7. Tones Your Butt and Thighs
Sagar Pednekar, fitness professional, says that the ideal way to tone your thighs and butts is to walk as fast as you can. Brisk walking tones your glute muscles, but if you walk slowly and not feeling the pressure, it won’t be of much help. Try to speed up your pace every time you hit a low. During walks, try to squeeze your butt after every ten steps. This low impact workout is even feasible for people with other ailments, as it as it poses no risks opposed to strenuous workouts performed in the gym. Walking is also better for your spine than running and puts less stress on your disc, and is feasible for all age groups.
8. Keeps Your Legs Young
As you age chronologically, you are more vulnerable to falling prey to varicose veins. However, according to Luis Navarro, MD, founder and director of The Vein Treatment Center in New York City, walking can alleviate your chances of developing those unsightly lines.

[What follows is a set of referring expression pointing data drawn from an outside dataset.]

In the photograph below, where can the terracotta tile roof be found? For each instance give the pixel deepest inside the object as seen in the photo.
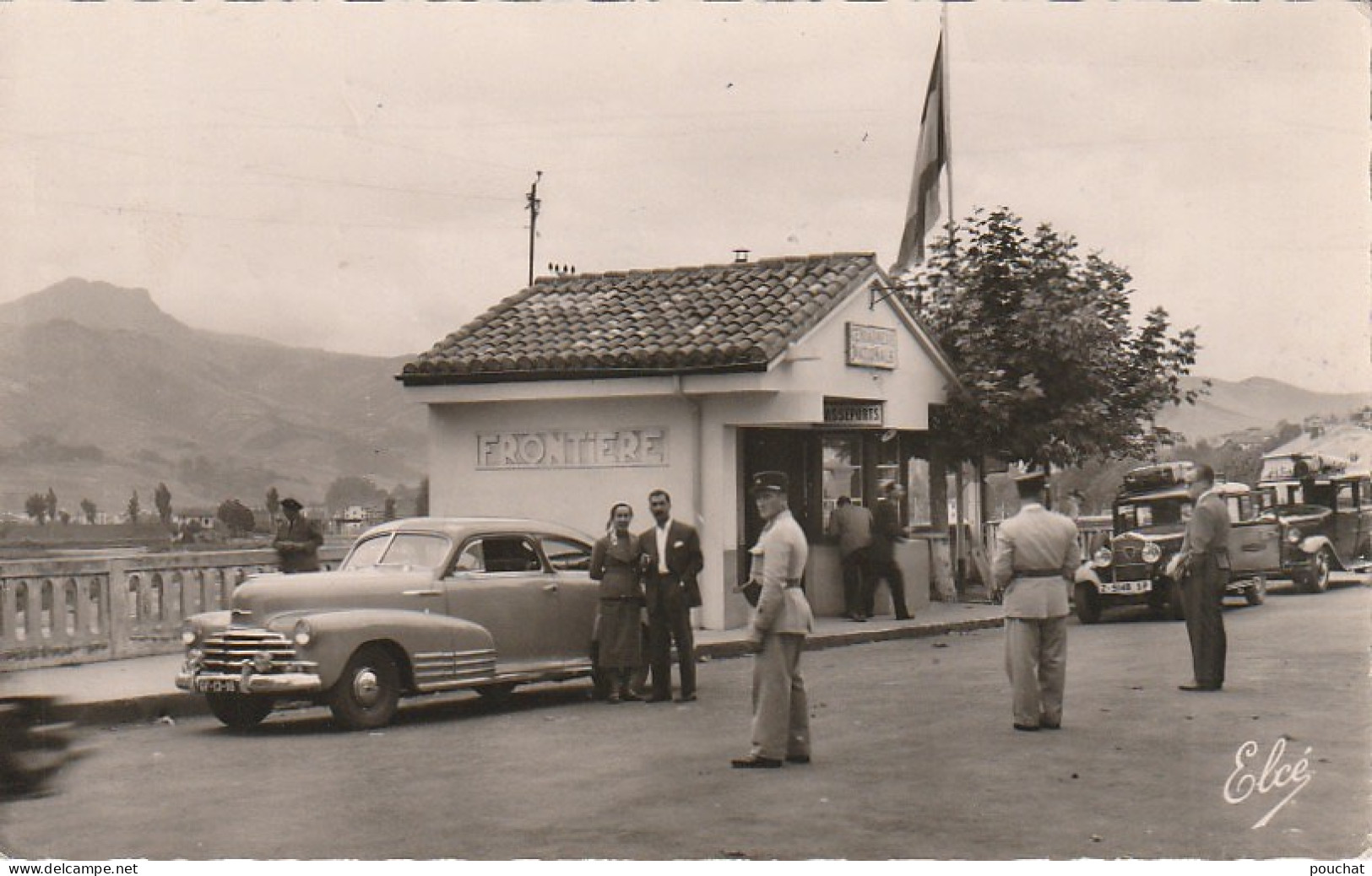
(643, 322)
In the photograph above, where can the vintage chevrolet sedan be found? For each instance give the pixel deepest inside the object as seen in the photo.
(417, 606)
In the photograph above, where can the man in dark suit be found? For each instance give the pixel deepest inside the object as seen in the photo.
(671, 565)
(881, 557)
(298, 540)
(1203, 573)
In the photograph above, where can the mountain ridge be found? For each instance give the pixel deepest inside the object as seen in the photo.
(103, 394)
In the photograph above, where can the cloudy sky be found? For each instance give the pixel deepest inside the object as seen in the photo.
(353, 177)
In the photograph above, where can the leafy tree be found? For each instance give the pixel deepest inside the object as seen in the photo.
(236, 516)
(1049, 369)
(36, 506)
(347, 491)
(164, 500)
(421, 500)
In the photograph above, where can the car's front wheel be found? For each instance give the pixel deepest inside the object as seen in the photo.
(239, 711)
(1317, 576)
(1087, 602)
(368, 693)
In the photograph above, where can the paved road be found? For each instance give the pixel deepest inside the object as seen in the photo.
(915, 759)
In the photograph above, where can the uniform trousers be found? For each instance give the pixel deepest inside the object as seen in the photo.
(1036, 661)
(667, 623)
(781, 709)
(1202, 595)
(885, 568)
(855, 570)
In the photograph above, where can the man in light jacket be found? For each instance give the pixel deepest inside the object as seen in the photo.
(1036, 555)
(778, 628)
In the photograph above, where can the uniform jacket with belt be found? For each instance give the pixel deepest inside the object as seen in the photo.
(779, 564)
(1207, 543)
(684, 562)
(1042, 542)
(298, 543)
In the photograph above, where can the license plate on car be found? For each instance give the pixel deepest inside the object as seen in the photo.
(1125, 587)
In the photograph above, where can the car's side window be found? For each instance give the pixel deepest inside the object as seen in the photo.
(368, 553)
(471, 558)
(511, 554)
(567, 555)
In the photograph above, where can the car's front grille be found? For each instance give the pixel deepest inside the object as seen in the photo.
(230, 650)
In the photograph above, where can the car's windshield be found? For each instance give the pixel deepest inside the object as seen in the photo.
(1152, 513)
(410, 550)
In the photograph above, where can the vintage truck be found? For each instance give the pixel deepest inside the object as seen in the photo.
(1150, 513)
(1323, 509)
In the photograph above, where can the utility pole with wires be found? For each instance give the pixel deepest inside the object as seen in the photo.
(534, 203)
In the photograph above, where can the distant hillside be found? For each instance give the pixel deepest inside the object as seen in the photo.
(1257, 402)
(103, 394)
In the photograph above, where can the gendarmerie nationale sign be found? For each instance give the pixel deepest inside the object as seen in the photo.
(871, 346)
(572, 448)
(855, 413)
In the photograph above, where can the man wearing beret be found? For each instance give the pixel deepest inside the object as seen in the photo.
(1203, 573)
(779, 623)
(298, 540)
(1036, 555)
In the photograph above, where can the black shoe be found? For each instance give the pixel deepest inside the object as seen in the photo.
(755, 761)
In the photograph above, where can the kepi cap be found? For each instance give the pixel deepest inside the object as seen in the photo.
(775, 481)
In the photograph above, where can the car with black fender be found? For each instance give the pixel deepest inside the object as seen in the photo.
(417, 606)
(1323, 506)
(1148, 524)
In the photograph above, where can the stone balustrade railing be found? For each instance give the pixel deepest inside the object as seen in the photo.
(59, 612)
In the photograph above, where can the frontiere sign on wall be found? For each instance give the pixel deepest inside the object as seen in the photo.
(608, 448)
(871, 346)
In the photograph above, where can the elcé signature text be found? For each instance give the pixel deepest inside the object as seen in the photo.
(1277, 775)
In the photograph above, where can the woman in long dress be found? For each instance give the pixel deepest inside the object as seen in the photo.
(615, 564)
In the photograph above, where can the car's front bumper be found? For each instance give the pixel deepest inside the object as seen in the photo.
(274, 683)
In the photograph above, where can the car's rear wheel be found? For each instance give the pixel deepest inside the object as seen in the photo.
(368, 693)
(1316, 579)
(1087, 602)
(239, 711)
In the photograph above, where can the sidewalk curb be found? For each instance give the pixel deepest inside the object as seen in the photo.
(149, 708)
(724, 650)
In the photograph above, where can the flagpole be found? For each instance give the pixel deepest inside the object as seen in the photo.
(947, 121)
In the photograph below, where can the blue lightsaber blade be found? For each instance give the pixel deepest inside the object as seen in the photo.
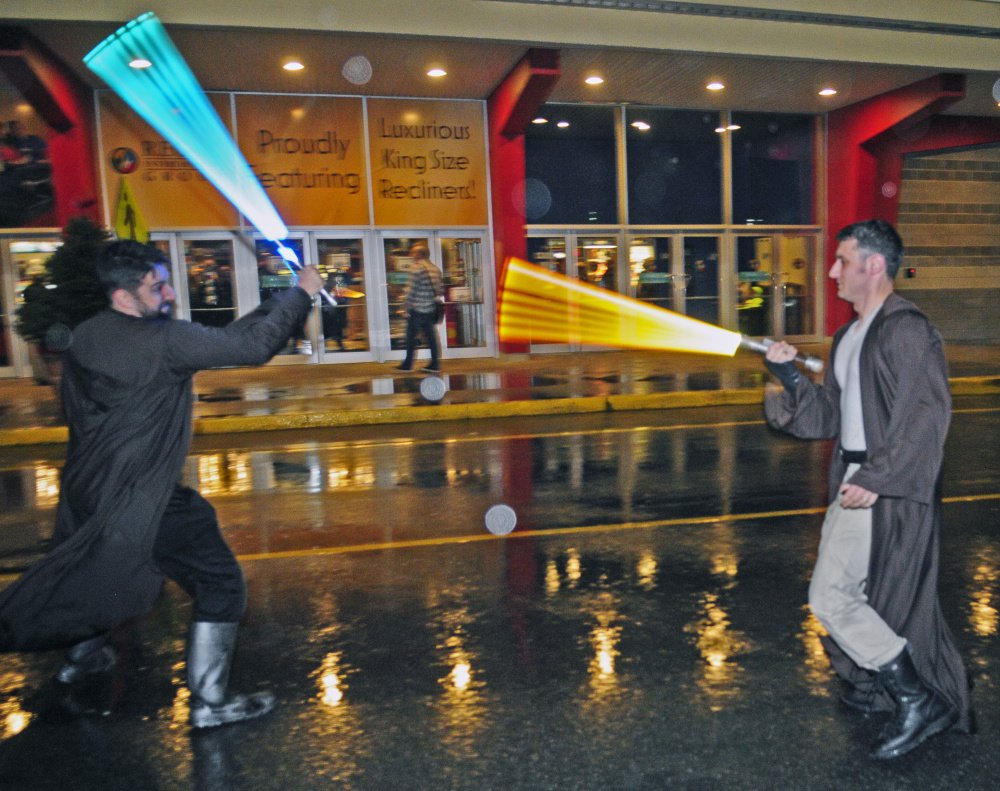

Our venous system incorporates a circulatory section, called ‘the second heart,’ which is constructed by valves, veins, and muscles located in our foot and calf.
This system is responsible for pushing your blood back up to the lungs and heart, instead of falling downwards, and walking serves to strengthen this circulatory system by preserving and fortifying leg muscles, which promotes a healthy flow of blood. Even if you are already afflicted with varicose veins, walking regularly can assuage restlessness and swelling in your legs. People, who are genetically predisposed to suffer from spider veins or varicose veins, are advised to walk daily to delay the onset.
9. Enhances Balance
Research has proven that walking on natural, uneven grounds, such as hiking trails and steps, reduces chances of slip and fall injuries in the elderly and enhances their balance. Walking programs which involve old patients walking on treadmills or indoors as briskly as they can handle, do not fare as well as when they are made to walk on meandering, unsteady paths. However, why wait until you are in your 70’s and at maximum risks of injuries. It is more prudent to cultivate a habit of walking daily from a young age, so that you enable yourself to navigate old age.